We calculated relative risks and 95% confidence interval for returning to work (full and partial) at 12 months of follow-up for the intervention group versus the control group. The median time until return-to-work was analysed with a Kaplan-Meier survival analysis, and differences between groups were tested with the log rank test. In addition, the Cox proportional hazard model of survival analysis was applied to estimate hazard ratios and the corresponding 95% confidence intervals for the time until return-to-work (full and partial) with a hazard ratio <1 indicating a longer time to return-to-work.

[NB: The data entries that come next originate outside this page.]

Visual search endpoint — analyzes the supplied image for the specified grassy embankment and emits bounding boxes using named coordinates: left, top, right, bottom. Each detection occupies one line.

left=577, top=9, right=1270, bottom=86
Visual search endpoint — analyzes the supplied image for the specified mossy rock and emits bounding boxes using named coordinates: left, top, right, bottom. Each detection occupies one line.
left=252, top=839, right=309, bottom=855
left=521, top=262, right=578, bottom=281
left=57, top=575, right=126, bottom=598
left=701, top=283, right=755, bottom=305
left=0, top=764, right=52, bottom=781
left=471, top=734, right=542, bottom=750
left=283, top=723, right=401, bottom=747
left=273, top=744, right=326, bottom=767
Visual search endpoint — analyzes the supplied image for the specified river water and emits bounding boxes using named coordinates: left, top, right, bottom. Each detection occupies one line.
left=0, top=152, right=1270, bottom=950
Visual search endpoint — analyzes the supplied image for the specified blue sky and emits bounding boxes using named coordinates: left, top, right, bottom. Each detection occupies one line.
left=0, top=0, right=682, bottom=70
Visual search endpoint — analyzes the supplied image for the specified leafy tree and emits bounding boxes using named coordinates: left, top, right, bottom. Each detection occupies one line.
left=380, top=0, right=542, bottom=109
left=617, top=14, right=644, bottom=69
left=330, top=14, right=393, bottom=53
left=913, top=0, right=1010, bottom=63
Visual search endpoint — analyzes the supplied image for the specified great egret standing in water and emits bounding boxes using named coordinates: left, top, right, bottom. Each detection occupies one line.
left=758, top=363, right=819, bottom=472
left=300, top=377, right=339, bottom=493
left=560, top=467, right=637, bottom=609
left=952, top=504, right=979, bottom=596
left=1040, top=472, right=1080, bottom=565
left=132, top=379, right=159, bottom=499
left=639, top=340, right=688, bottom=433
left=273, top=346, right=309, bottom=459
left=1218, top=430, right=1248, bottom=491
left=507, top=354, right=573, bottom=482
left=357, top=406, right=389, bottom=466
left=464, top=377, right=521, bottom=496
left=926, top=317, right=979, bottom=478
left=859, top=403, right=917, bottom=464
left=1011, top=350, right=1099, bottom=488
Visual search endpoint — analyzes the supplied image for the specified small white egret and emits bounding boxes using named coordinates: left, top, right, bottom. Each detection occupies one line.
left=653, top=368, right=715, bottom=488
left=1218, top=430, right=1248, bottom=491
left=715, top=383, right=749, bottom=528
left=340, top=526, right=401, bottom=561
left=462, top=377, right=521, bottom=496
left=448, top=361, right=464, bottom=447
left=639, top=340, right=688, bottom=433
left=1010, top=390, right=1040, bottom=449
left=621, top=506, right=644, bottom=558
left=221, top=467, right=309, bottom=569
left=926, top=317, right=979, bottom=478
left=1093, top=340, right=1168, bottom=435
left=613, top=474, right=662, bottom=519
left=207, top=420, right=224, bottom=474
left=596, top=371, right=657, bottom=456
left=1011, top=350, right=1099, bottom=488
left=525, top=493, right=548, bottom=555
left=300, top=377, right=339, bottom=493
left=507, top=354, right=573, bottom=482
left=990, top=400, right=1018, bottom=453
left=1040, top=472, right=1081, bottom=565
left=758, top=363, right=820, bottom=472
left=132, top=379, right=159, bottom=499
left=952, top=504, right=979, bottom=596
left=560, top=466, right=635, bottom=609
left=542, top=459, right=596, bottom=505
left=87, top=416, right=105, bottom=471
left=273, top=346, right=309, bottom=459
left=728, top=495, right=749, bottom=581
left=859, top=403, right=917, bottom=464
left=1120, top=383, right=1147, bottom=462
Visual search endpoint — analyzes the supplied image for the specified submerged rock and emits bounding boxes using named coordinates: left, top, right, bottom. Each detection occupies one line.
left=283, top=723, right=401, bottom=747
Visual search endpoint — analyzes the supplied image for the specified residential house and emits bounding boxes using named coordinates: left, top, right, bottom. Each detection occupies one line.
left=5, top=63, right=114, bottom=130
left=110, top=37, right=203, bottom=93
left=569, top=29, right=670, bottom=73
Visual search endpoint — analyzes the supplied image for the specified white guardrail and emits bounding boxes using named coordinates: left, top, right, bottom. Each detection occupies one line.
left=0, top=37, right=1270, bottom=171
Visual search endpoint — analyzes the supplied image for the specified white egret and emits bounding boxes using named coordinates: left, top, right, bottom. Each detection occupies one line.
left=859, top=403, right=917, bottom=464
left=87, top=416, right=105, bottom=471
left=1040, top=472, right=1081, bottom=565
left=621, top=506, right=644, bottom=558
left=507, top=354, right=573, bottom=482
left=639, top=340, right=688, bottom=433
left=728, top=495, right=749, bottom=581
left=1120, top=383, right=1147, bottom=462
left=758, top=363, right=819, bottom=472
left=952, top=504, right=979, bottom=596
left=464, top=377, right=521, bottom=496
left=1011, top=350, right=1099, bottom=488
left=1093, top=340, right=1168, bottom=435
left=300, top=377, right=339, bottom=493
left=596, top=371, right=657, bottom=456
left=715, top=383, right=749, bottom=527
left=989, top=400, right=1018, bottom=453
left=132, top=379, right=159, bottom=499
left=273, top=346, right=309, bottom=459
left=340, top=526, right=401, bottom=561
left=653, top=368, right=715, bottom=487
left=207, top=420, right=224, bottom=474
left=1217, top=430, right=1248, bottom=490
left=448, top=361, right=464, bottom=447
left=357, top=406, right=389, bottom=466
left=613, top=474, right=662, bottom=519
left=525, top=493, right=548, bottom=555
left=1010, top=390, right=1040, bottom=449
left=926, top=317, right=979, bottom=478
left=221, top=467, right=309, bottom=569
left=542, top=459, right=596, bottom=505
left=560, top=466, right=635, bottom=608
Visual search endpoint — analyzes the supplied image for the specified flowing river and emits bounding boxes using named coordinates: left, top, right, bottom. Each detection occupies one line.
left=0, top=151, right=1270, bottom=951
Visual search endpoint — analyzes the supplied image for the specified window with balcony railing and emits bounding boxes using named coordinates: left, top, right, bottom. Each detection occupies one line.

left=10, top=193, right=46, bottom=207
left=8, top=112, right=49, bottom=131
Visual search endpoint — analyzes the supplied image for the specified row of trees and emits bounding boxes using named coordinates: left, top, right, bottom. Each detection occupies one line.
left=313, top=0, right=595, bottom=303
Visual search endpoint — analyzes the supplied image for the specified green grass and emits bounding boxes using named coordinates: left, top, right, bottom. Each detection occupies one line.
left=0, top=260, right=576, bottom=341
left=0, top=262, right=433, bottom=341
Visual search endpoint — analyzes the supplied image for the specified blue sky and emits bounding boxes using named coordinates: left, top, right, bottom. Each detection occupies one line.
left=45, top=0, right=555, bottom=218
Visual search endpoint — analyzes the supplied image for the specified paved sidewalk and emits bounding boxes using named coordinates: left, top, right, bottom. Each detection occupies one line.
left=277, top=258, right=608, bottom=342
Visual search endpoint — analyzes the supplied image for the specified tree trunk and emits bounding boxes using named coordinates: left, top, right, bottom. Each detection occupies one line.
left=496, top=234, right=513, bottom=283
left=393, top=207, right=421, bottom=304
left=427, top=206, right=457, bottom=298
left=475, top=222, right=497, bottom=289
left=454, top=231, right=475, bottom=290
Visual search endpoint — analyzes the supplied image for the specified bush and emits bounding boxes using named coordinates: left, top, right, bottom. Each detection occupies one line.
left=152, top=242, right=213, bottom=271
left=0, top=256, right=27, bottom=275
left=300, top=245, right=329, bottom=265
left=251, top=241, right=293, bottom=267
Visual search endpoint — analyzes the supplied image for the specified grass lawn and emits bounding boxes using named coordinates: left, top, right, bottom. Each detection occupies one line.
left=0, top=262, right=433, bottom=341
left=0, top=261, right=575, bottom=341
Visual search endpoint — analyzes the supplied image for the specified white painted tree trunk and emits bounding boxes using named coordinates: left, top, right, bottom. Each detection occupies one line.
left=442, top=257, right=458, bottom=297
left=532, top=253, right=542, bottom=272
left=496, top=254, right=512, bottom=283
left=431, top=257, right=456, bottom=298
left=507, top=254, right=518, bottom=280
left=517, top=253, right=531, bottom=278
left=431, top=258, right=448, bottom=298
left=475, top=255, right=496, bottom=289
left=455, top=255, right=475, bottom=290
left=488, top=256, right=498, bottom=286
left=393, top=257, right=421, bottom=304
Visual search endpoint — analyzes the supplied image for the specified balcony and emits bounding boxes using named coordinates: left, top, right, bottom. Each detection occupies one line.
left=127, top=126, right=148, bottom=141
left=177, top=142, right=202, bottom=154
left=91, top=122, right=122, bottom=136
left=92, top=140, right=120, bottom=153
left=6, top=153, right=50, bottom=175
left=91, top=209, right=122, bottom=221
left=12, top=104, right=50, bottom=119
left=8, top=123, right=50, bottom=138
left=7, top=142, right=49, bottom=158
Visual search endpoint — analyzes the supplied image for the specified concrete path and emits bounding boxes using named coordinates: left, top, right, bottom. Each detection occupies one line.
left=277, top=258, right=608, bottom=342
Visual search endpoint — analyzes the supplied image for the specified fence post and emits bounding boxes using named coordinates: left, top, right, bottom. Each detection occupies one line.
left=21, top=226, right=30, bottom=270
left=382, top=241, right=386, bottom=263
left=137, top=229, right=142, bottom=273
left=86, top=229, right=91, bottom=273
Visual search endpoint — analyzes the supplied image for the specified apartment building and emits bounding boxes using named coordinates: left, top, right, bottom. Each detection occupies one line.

Improvements in the subsequent primary outcome of quality of life and the secondary outcomes of work ability and work functioning between groups were examined using a longitudinal multilevel analysis. Mean costs between the groups were analysed using Student's t-test.

Results

Cancer patients who were diagnosed at one of the participating hospital departments between May 2009 and December 2010 and who were eligible and willing to participate were enrolled in the study. The enrolment of new patients ended in December 2010 to enable the inclusion of patient follow-up data within the time constraints of the study. A total of 755 of the 855 cancer patients were excluded; 611 did not meet the eligibility criteria primarily because they were too old, 119 declined participation, and 25 were excluded for other reasons, and this led to an overall response rate of 47% (Figure 1). In total, 133 cancer patients were included in the study; 65 were assigned to the intervention group and 68 were assigned to the control group. At baseline, all 133 patients provided complete data on the primary outcome, whereas 132 (99%) patients provided complete data on the secondary outcomes (Figure 1). The response rate at 12 months of follow-up was 128 (96%) for the outcome of return-to-work and was 108 (81%) for the outcome of quality of life and secondary outcomes. The reason why patients did not return the questionnaire included cancer recurrence (4 patients; 3%), decline (6;5%) or were unknown 11 (8%), while 4 (3%) patients died within the 12-months follow-up period (Figure 1). Patients were on average 47.5±7.9 years old. Breast cancer was the most common diagnosis (62%), followed by cancer diagnosis of the female reproductive system (34%) (Table 1). No statistically significant differences between the intervention group and the control group on any of the socio-demographic or prognostic characteristics measured at baseline or any medical characteristics measured at follow-up were identified (Table 1).

Figure 1. Patient flow.

Figure 1

Table 1. Patient characteristics.

Patient characteristics Intervention group (N = 65) Control group (N = 68) P-value **
Socio-demographic characteristics *
Age (years) ¥ 47.5±8.2 47.6±7.8 0.92
Gender (% female) 99% 100% 0.31
Marital status (% married or living with partner) 79% 69% 0.20
Breadwinner position (% sole or shared) 65% 56% 0.36
Education level (%) Low 11% 16% 0.53
Intermediate 59% 51%
High 30% 33%
Clinical characteristics *
Diagnosis Breast cancer 64% 60% 0.82
(%) Cervix cancer 23% 22%
Ovarian cancer 5% 10%
Vulva cancer 3% 3%
Other 5% 5%
Number of co- 0 45% 54% 0.09
morbidities 1 22% 31%
(%) ≥2 33% 15%
Surgery (%) 99% 96% 0.78
Chemotherapy (%) 66% 71% 0.84
Radiotherapy (%) 60% 58% 0.67
Work-related characteristics *
Type of occupation Health care/education 38% 37% 0.69
(%) Administrative 9% 9%
Sales 5% 12%
Other 48% 42%
Type of work (% mainly physically work) 32% 40% 0.38
Physical workload (0–28) ** 4.7±3.6 5.7±4.4 0.18
Time since sick listed (days) 26.5±35.1 15.0±53.2 0.15
Importance of work (0–100) ** 58.7±23.1 51.5±28.3 0.11
Shift work (% shift work) 26% 19% 0.36
Type of contract Permanent 89% 84% 0.17
(%) Temporary 11% 9%
Self-employed 0% 4%
Other 0% 3%
Health-related characteristics *
Fatigue (MFI ** General fatigue (0–20) 12.4±4.9 13.1±4.3 0.37
Depression (CES-D) ** Sum score (0–60) 14.1±9.3 13.5±7.7 0.67
Self-efficacy (ALCOS) ** Sum score (0–80) 66.5±8.6 66.2±7.6 0.83
*

Continuous variables: mean ± standard deviation; nominal and ordinal variables percentages.

**

Higher scores represent higher level of physical workload, importance of work, fatigue, feelings of depression, and self-efficacy.

¥

Age at the time of randomisation.

Hospital-based work support intervention

No harm or unintended effects were reported by patients as a result of participating in the intervention.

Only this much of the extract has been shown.